Concurrency happens when two or more threads are in progress at the same time. They are not, however, necessarily executing at the same time. They might both be in the pipeline, but not simultaneously using resources and thus not presenting the same risks and benefits parallel execution does.

Parallelism happens when multiple concurrent threads simultaneously execute. This condition presents a whole set of benefits and risks not present with concurrent execution.

When threads simultaneously execute, you have opportunities for increased performance and better compute resource utilization. But, multiple threads increase the complexity of an application and raise the difficulty of debugging; finding data races, deadlocks, and other parallel challenges takes time (although programming tools, like Intel® VTune™ Amplifier XE, help identify problems).

Using threading and parallelism efficiently may offer significant benefits in application performance and the ability to scale to the size of the compute problem.

Functional vs. Data Decomposition


The objective of parallelizing code is frequently to complete single tasks in the smallest amount of time. You can achieve this by breaking the work into smaller pieces and applying resources to complete each in parallel. But, how do you break up the work? Are there a lot of different independent functions (tasks) that can be done simultaneously? Is there a lot of data that can be partitioned into sizeable workloads? Are both present?

These questions help to identify the type of inherent parallelism present in the code, which has a major impact on how the code must be parallelized.

Functional decomposition divides the work into functional differences; it is best used when the amount of work scales well with the number of independent tasks. Functional decomposition is also referred to as task-based parallelization. For example, a single person building a house results in the longest time to complete the building. It is much more efficient and faster to apply skilled professionals, each doing their own tasks, possibly in parallel.
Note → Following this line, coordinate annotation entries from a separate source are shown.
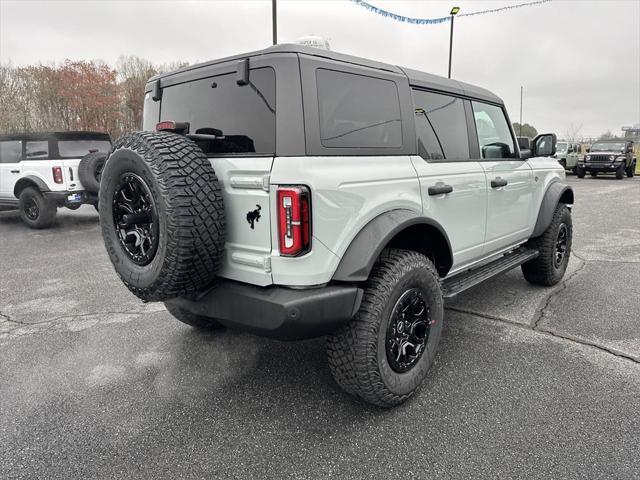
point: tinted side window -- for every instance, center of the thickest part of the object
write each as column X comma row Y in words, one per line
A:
column 494, row 135
column 37, row 150
column 79, row 148
column 446, row 116
column 358, row 111
column 429, row 147
column 244, row 115
column 10, row 151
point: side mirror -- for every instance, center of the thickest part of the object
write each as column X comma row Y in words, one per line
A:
column 544, row 145
column 496, row 150
column 242, row 72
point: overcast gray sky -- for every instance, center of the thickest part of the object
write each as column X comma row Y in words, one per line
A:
column 579, row 61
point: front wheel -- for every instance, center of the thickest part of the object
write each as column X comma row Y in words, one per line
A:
column 631, row 170
column 35, row 210
column 554, row 246
column 383, row 354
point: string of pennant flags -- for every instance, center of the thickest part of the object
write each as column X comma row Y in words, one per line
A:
column 434, row 21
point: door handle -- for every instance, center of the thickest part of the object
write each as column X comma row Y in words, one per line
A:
column 498, row 182
column 439, row 189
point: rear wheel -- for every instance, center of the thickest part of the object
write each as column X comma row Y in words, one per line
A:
column 35, row 210
column 161, row 215
column 383, row 354
column 196, row 321
column 554, row 246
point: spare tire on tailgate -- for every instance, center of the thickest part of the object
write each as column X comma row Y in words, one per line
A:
column 161, row 215
column 90, row 170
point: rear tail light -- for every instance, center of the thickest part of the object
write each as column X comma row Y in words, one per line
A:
column 294, row 220
column 57, row 174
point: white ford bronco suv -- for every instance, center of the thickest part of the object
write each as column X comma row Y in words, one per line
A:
column 294, row 192
column 40, row 172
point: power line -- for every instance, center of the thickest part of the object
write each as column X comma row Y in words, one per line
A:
column 434, row 21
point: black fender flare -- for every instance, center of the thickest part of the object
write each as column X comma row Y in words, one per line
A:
column 557, row 192
column 365, row 248
column 27, row 181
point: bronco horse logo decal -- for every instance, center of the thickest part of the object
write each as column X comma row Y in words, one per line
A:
column 254, row 216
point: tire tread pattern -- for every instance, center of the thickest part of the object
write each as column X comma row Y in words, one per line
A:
column 195, row 223
column 351, row 350
column 541, row 270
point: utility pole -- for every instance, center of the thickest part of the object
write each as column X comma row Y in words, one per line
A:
column 521, row 110
column 453, row 12
column 274, row 21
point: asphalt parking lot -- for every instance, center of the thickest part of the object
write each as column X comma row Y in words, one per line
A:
column 528, row 383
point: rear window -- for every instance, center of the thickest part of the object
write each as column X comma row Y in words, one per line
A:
column 37, row 150
column 357, row 111
column 10, row 151
column 445, row 115
column 246, row 115
column 79, row 148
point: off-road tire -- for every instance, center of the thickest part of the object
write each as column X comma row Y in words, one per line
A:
column 46, row 209
column 631, row 170
column 193, row 320
column 90, row 170
column 190, row 214
column 543, row 270
column 357, row 351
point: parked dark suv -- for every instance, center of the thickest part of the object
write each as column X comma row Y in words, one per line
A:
column 607, row 156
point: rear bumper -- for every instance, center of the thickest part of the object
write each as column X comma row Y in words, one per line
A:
column 62, row 198
column 601, row 167
column 277, row 312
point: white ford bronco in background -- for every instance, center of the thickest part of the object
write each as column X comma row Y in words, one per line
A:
column 40, row 172
column 295, row 192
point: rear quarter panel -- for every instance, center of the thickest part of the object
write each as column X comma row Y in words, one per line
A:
column 346, row 194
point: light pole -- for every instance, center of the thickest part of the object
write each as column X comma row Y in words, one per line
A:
column 274, row 21
column 521, row 88
column 453, row 12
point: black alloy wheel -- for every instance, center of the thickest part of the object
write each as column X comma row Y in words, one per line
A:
column 135, row 218
column 408, row 330
column 31, row 209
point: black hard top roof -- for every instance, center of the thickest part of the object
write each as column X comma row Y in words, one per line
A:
column 74, row 135
column 415, row 77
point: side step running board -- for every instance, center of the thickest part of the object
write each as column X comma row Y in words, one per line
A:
column 470, row 278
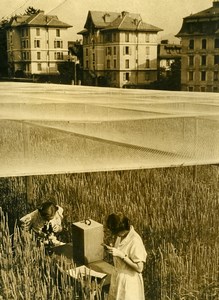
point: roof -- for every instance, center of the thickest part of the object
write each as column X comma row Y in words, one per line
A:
column 117, row 21
column 44, row 130
column 207, row 16
column 39, row 19
column 131, row 23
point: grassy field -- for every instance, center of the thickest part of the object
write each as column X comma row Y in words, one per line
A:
column 175, row 210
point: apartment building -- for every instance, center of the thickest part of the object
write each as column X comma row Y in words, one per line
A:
column 36, row 43
column 119, row 49
column 200, row 50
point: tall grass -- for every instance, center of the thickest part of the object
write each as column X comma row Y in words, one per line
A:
column 175, row 210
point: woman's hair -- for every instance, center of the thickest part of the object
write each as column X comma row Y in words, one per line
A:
column 117, row 222
column 48, row 209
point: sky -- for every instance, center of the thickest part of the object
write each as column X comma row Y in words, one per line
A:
column 165, row 14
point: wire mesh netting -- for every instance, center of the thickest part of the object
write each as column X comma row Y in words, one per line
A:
column 47, row 129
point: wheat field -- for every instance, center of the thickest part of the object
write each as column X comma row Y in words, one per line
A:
column 175, row 210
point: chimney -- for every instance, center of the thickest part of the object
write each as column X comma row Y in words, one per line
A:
column 216, row 3
column 124, row 13
column 106, row 18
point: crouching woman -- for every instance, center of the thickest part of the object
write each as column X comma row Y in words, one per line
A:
column 46, row 222
column 129, row 256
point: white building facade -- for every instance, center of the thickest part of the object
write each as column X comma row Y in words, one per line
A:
column 36, row 43
column 119, row 50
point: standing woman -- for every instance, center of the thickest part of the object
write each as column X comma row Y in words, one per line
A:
column 129, row 256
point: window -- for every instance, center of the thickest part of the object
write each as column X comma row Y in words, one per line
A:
column 108, row 51
column 203, row 60
column 216, row 43
column 215, row 75
column 58, row 44
column 204, row 44
column 147, row 63
column 127, row 50
column 114, row 37
column 58, row 55
column 108, row 37
column 216, row 59
column 191, row 60
column 147, row 76
column 126, row 76
column 108, row 63
column 191, row 44
column 37, row 43
column 191, row 76
column 57, row 32
column 147, row 37
column 203, row 76
column 27, row 67
column 38, row 31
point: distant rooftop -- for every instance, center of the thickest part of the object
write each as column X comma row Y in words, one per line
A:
column 38, row 19
column 117, row 21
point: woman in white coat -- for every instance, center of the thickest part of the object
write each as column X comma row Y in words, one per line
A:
column 129, row 256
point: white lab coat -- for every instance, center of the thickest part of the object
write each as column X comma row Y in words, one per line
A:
column 126, row 283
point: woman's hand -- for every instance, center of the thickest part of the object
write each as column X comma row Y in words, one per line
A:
column 116, row 252
column 56, row 228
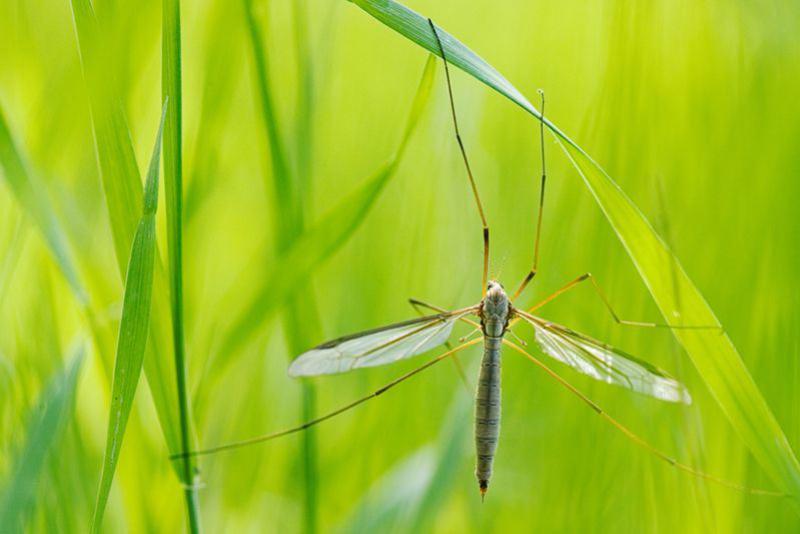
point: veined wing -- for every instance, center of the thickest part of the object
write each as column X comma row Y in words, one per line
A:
column 378, row 346
column 604, row 362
For example, concrete workers build foundations, carpenters frame the building, electricians wire the structure while plumbers install pipe, wallboard professionals cover the framing, finish carpenters install molding while tilers install countertops, etc. Separate activities done in parallel, then, minimize build time. An automobile assembly line is another example of functional decomposition. Different workers do different things and pass their part to the next: body and engine tasks are done in parallel and meet at some point to complete the build.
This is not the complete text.